Testing to see if differences are "significant" is an idea that the field of statistics needs to put behind it. It is not meaningful and uses an arbitrary significance threshold (often the highly arbitrary 0.05). It would be beneficial to state you real underlying goals. Also make sure your experimental design is in line with your goals. Then assess whether you have prior knowledge that the data come from a nearly Gaussian (normal) distribution, and whether the 6 groups are sharply defined and don't represent some underlying continuum.
Depending on all of that you may want to consider a Kruskal-Wallis test, which is the extension of the Wilcoxon-Mann-Whitney 2-sample rank-sum test for comparing $k$ groups.
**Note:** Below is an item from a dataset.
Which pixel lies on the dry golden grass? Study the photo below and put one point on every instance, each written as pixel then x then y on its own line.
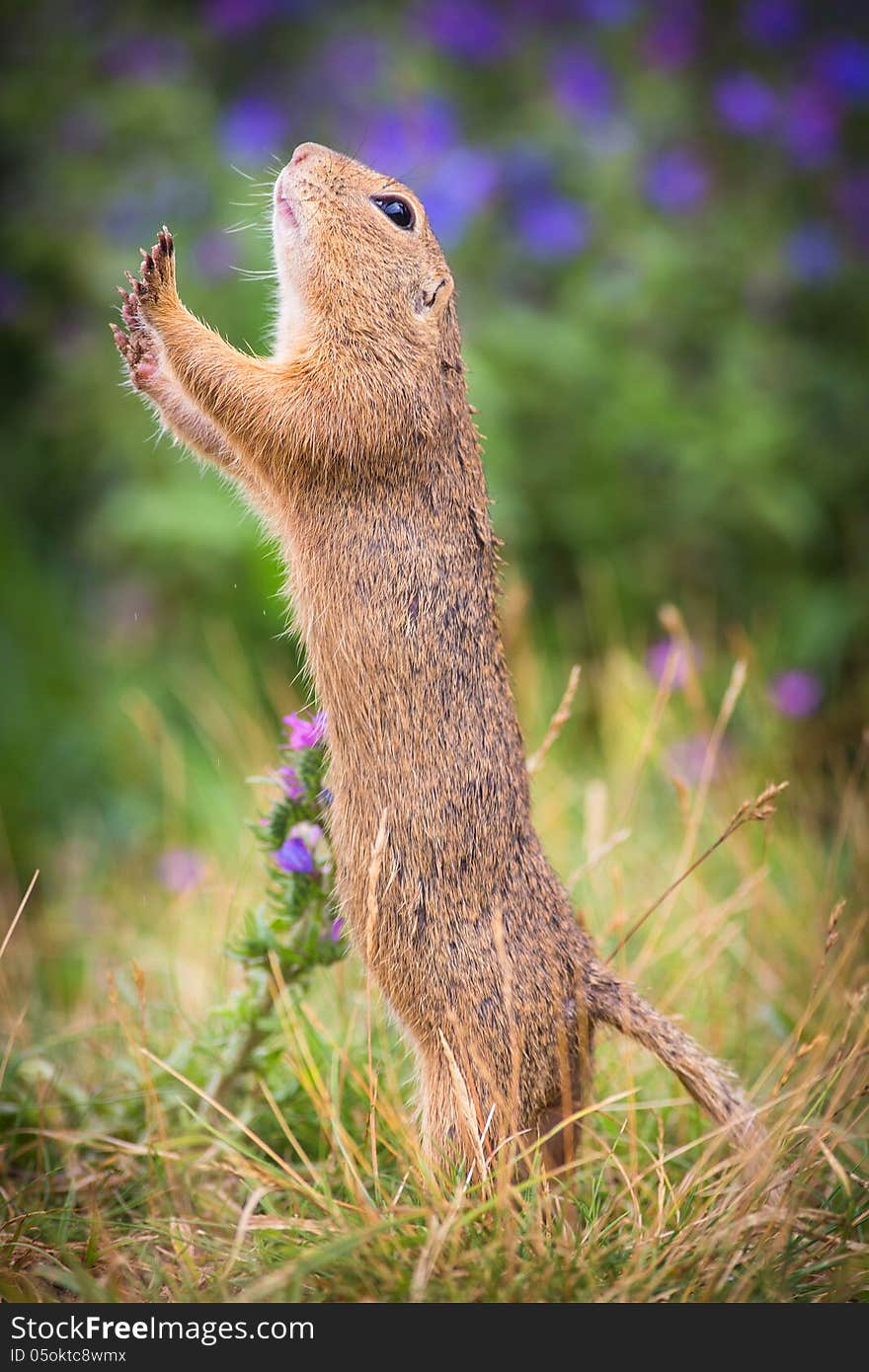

It tests a more general hypothesis than the corresponding parametric test (ANOVA $F$-test). The general hypothesis is related to a tendency of measurements in at least one of the groups to be higher than measurements in at least one of the other groups. Use the continuous $p$-value from the test as a measure of surprise, i.e., how surprising are the data were the measurements to all come from the same population. This can be interpreted as a indirect evidence against the null hypothesis of 6 equal distributions. Don't apply a cutoff to it.
In many cases a statistical test is not really what is consistent with the overall goals and instead you have an estimation problem. This can be dealt with using uncertainty intervals (e.g., compatibility intervals, AKA confidence intervals).